Surgiu ao fundo uma luz. Parecia distante, mas aproximava-se em alta velocidade. Transmitia um calor bastante intenso, que àquela distância se poderia senti-lo. Os anjos agarraram a mão do garotinho. Era um asteróide. Possuía o tamanho de um automóvel pequeno. Mas era um astro. Um carro astral. Nas profundezas do rio! Aproximando-se o cometa em velocidade avassaladora, David os anjos sobre ele saltaram, levando consigo o garoto. Devido à rapidez do meteoro, eles não conseguiram alcançá-lo.
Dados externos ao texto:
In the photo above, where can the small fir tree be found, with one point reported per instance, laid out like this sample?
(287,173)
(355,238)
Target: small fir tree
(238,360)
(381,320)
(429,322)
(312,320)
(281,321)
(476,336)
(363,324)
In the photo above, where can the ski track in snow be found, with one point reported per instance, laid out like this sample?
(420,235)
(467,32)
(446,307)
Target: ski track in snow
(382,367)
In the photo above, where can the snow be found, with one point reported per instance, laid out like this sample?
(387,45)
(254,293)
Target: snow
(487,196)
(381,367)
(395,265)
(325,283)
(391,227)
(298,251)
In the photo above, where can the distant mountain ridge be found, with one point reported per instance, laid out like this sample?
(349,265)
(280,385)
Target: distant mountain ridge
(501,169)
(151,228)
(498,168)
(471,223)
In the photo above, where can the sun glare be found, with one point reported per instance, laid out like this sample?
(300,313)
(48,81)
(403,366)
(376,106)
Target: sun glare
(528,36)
Mas heroicamente agarraram-se em sua cauda azulada!

Mesmo tendo como principal adversário a nuvem de poeira astral deixada como rastro pelo cometa, não se passou muito tempo até que eles conseguissem montar sobre a área sólida do fascinante pequeno astro. Os fluxos de poeira e gás liberados formaram uma enorme e extremamente tênue atmosfera em torno do cometa, traçando desenhos fascinantes, provocando imensurável deslumbre em David, que não perdia de vista um detalhe sequer daquela onírica viagem.

Ao horizonte, despontava uma luz. Era ao seu encontro que o cometa seguia radiante. David manteve-se sentado. Não tinha pressa. Apenas esperança. Esperança que jamais envelhecia. Que jamais enfraquecia. Que jamais morria.

Ao norte, avistava-se um enorme astro. Um poço de beleza e virtudes. A Rainha da noite. A Rainha dos astros. A Lua. Coberta estrelas. Vestida de nuvens. Nuvens que escondia sua nudez. Seu corpo arredondado. Sua sensualidade encantadora. David por nada disso procurava. Queria apenas desfrutar de sua beleza. De sua terra macia. De sua palidez única e indecifrável.

Ao sobrevoá-la, o cometa os lançou sobre a atmosfera lunar. Os anjos seguiram viagem. David atirou seu olhar sobre aquele manto sagrado que abençoa todas as noites do planeta Terra. Sobre ele brincava uma linda garotinha de cabelos dourados. Seus cachinhos deleitavam-se sobre o ombro. Seus olhos brilhavam de tão verdes. Trajava um vestidinho branco, com bordadinhos cor-de-rosa. Era ela. Dançava pelo chão arenoso, sozinha. Ainda que não se importasse com a solidão. Gostava de estar ali, sozinha. Ela e o silêncio.

Ao se encontrarem, ambos paralisaram, sorrindo. E os sorrisos tornaram-se risos. E os risos, gargalhadas.

Simultaneamente, arremessaram-se sobre a areia macia, e puseram-se a balançar braços e pernas, sem tirá-los do chão. Quão gostosa era a brincadeira! No solo, formavam-se o desenho de dois anjo. Os braços desenhavam suas asas. As pernas, seu manto.

Os dois estavam ali. Adjacentes. No solo, formava-se uma simetria perfeita. Duas crianças. Dois anjos.

Mais uma vez, David afogou-se em sonhos. Junto a ele, a garotinha. Tão doce. Tão pura. Deitados sobre a Lua. Abençoados pelas estrelas. Estrelas que refletiam sua luz em um colar escondido no bordadinho do vestido. Um colar que revelava seu nome: Divad.

Os anjos retornaram, remando tranquilos. Ambos no mesmo bote. Aproximaram-se de David, acolheram-no nos braços e o deitaram sobre o bote.

E remaram. Deixavam aos poucos a atmosfera paradisíaca sobre a qual adormecera dois pequenos anjos. Como uma rosa no deserto, Divad permaneceu adormecida. Resplandescente. Ainda que sozinha. Ela. O sorriso. O silêncio.

Os anjos foram navegando pelas águas límpidas daquele rio pacífico. Não tinham pressa. Não tinham medo. Remavam impassíveis. Viajaram pelo silêncio... Rumo à superfície!